The third episode effectively acts as pilot after the "movie" and it does a good job of establishing all the new and returning crew, giving them distinct personalities from the outset, and then playing with the expectations of those personalities within the next two episodes.  This is a crew of scientists and explorers being led by a military captain during wartime.  Needless to say, no one is particularly thrilled with the situation, least of all Burnham who is trying to both atone and fit in.  Meanwhile, things are no easier on the Klingon side.  In the wake T'Kuvma's death, the outsider Voq has taken the helm of the only ship with cloaking technology, but it's dead in space and the crew is getting desperate, so when another house comes to claim T'Kuvma's cloaking technology, Voq has to determine what he compromises first, his leadership or his convictions in the teaching of the martyred T'Kuvma and Klingon traditions.

Many complaints are lobbed at Discovery... "too focused on action and not enough on science" is one of the main ones early on.   This particular season is meant to focus on the war, so action will be a part of it.  But the focus is never of a particular action set piece, it's always on the players involved, and science (if really comic-booky science) is still a mainstay in exploring the Discovery's new spore drive.  Recently, "Captain Lorca abandons another human on a Klingon prison ship ...that's not the hopeful Trek I'm used to"... because you haven't had a warmongering Captain before.  Lorca is cold, Lorca is calculating, Lorca is shrewd... he's given his command because the Discovery is trying to engineer a weapon, a tactical advantage against their enemy, and they need the most hard-bitten man to get the job done (which flies in the face of the traditional "peaceful explorers" model of Trek's past).  Ultimately Discovery is telling a much different tale, one that is effectively exploring how war impacts a society's tenets (both Federation and Klingon) and the impact it has on the people involved.

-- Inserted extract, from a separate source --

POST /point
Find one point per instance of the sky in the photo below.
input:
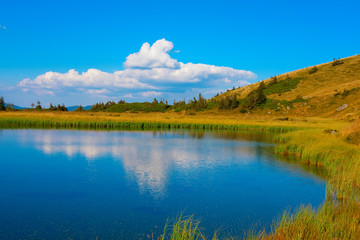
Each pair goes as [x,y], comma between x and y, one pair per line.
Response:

This is easily the best looking Trek, the costuming, make-up, effects, and sets are all amazing.  Despite not advancing the Trek chronology, it does advance some of what we see in Trek culturally.  From more people of colour and women in positions of power to gay relationships, it's full of long-overdue progression (even off screen with women and people of colour directing, writing, costuming, and beyond).  As well, the bulk of Trek is episodic in nature, where as this is highly serialized.  While the two-part opener definitely stands on its own, what comes next builds and builds, and is set to make a fascinating season as a whole.  The showrunners have said the war will be resolved by the 15-episode season's end and what happens for season 2 is still a mystery.

As I said, I love it unabashedly.  It's fascinating, it's exciting, it's one of the better looking shows on TV (well, on TV in Canada at least, it's the inaugural show of CBS's "All Access" streaming service), which isn't wholly unexpected when much of (now expunged) showrunner Bryan Fuller's crew is involved.